Board resumed open session with doors locked, took actions not listed on agenda
URBANA — A spokesman for the Illinois attorney general's office and an attorney for the Illinois Press Association say the Urbana Free Library board apparently violated the Illinois Open Meetings Act twice in the same meeting this week.
"According to the Open Meetings Act, what they did appears to be in direct violation of the law," Scott Mulford, a spokesman for the Illinois attorney general's office, said on Friday.
The apparent violations took place when the board reconvened following a closed session on Wednesday night.
News-Gazette reporter Patrick Wade said the building was closed during the closed session and was not reopened when the meeting reconvened. With the building locked, the general public could not attend the reconvened open meeting.
Mulford said holding the open part of the meeting in a locked building would constitute a violation of the part of the law that states, "All meetings of public bodies shall be open to the public."
Esther Seitz, an attorney with the Illinois Press Association, said the library board violated the Open Meetings Act by making part of the open portion of the meeting inaccessible for the public.
"The fact that the meeting room was locked and physically inaccessible and impossible for the public to enter the open portion of the public body's meeting essentially closes it, and that also constitutes an Open Meetings Act violation," she said.
Seitz cited the case of Gerwin v. Livingston County Board, in which a county board held a meeting in a room that allowed space for only 13 members of the general public to attend when more than 150 people were attempting to attend. The court ultimately nullified actions taken at that meeting.
"This situation is worse than that," Seitz said.
Library board Vice President Chris Scherer said the building was locked at 9 p.m. and that the board did not reconvene in open session until just before midnight, but it remained locked.
"There was nobody there by that time," Scherer said.

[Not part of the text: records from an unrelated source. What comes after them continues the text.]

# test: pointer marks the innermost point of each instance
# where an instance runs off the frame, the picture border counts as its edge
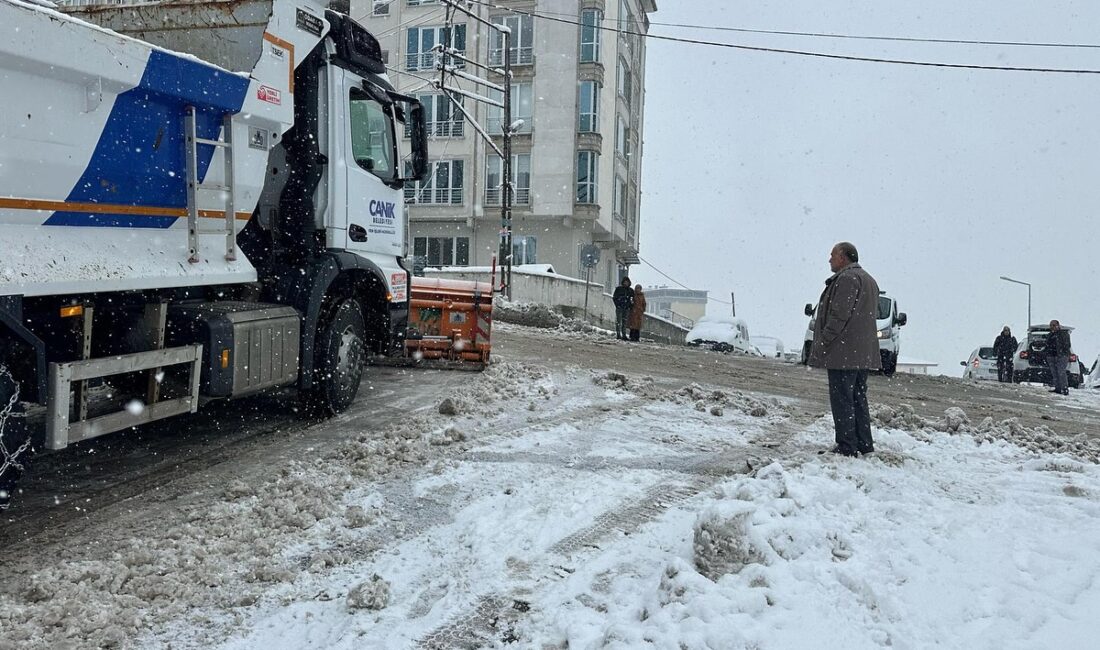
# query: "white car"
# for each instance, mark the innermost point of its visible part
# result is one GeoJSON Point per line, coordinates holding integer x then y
{"type": "Point", "coordinates": [888, 321]}
{"type": "Point", "coordinates": [723, 333]}
{"type": "Point", "coordinates": [981, 365]}
{"type": "Point", "coordinates": [769, 346]}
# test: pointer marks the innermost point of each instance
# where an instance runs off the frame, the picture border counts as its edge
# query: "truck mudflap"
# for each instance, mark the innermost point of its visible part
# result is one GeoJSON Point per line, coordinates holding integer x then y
{"type": "Point", "coordinates": [61, 429]}
{"type": "Point", "coordinates": [14, 438]}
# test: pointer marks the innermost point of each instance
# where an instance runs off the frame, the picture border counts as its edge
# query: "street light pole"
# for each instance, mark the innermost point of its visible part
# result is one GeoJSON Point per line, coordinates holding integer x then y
{"type": "Point", "coordinates": [1027, 327]}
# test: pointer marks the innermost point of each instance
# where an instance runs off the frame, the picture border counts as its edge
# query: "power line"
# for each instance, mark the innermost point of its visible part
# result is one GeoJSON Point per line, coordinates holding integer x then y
{"type": "Point", "coordinates": [855, 36]}
{"type": "Point", "coordinates": [796, 52]}
{"type": "Point", "coordinates": [669, 277]}
{"type": "Point", "coordinates": [875, 37]}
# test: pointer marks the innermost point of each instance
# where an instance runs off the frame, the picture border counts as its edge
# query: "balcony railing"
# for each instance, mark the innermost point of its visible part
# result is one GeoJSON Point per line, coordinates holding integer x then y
{"type": "Point", "coordinates": [433, 197]}
{"type": "Point", "coordinates": [516, 56]}
{"type": "Point", "coordinates": [523, 196]}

Mulford said the Urbana Library Board also apparently violated the Open Meetings Act by taking action during the reconvened open session that was not listed on the agenda.
Library board President Mary Ellen Farrell sent out the following in an email after the meeting:
"After the closed session we moved into Open Session and approved the following:
"A public statement will be issued:
"We are encouraged that people are involved and share our love and concern for Urbana Free Library. We've heard you, and the Board is in the process of addressing the issues you have raised over the last week. To protect the privacy of individuals, please respect our process and understand that we are taking steps. As we make progress we will keep you informed.
"The Board directs that all weeding activities and shipping of materials off library premises cease immediately.
"Urbana Free Library will reopen the strategic planning process, complete a draft strategic plan, and make that plan available to the community for a reasonable period of time for their review and comment.
"The Board directs the Executive Director to explore the feasibility of televising future Board meetings. Results of this feasibility study will be reported at the next regular Board meeting in July."
Mulford said the actions described in the email are an apparent violation of the Open Meetings Act because the actions taken were not listed on the agenda.
Mulford said the act requires that all final action "must be preceded by a public recital of the nature of the matter being considered and any other information that will inform the public of the business being considered."
"The fact that the agenda did not specifically provide for an item on which the board ended up taking action would be a violation of the Open Meetings Act," Seitz said.
Seitz noted the case of Rice v. Board of Trustees of Adams County, in which the court declared null and void an action taken by the Adams County Board that wasn't specifically listed in the agenda.
"The same thing could happen here if somebody files suit based on the violation," Seitz said.
Scherer referred questions about the actions taken when the meeting reconvened to Urbana City Attorney James Simon. The News-Gazette was unable to reach Simon on Friday night.
Urbana resident Tom Moone, who had attended the meeting until the board voted to go into closed session, said he did not know the board took additional action in open session after that.
"I would have liked to have that part of the meeting open for people to attend it," Moone said on Friday. "I don't think it is an open session if the building is locked. If the building is closed, how can the meeting be open?"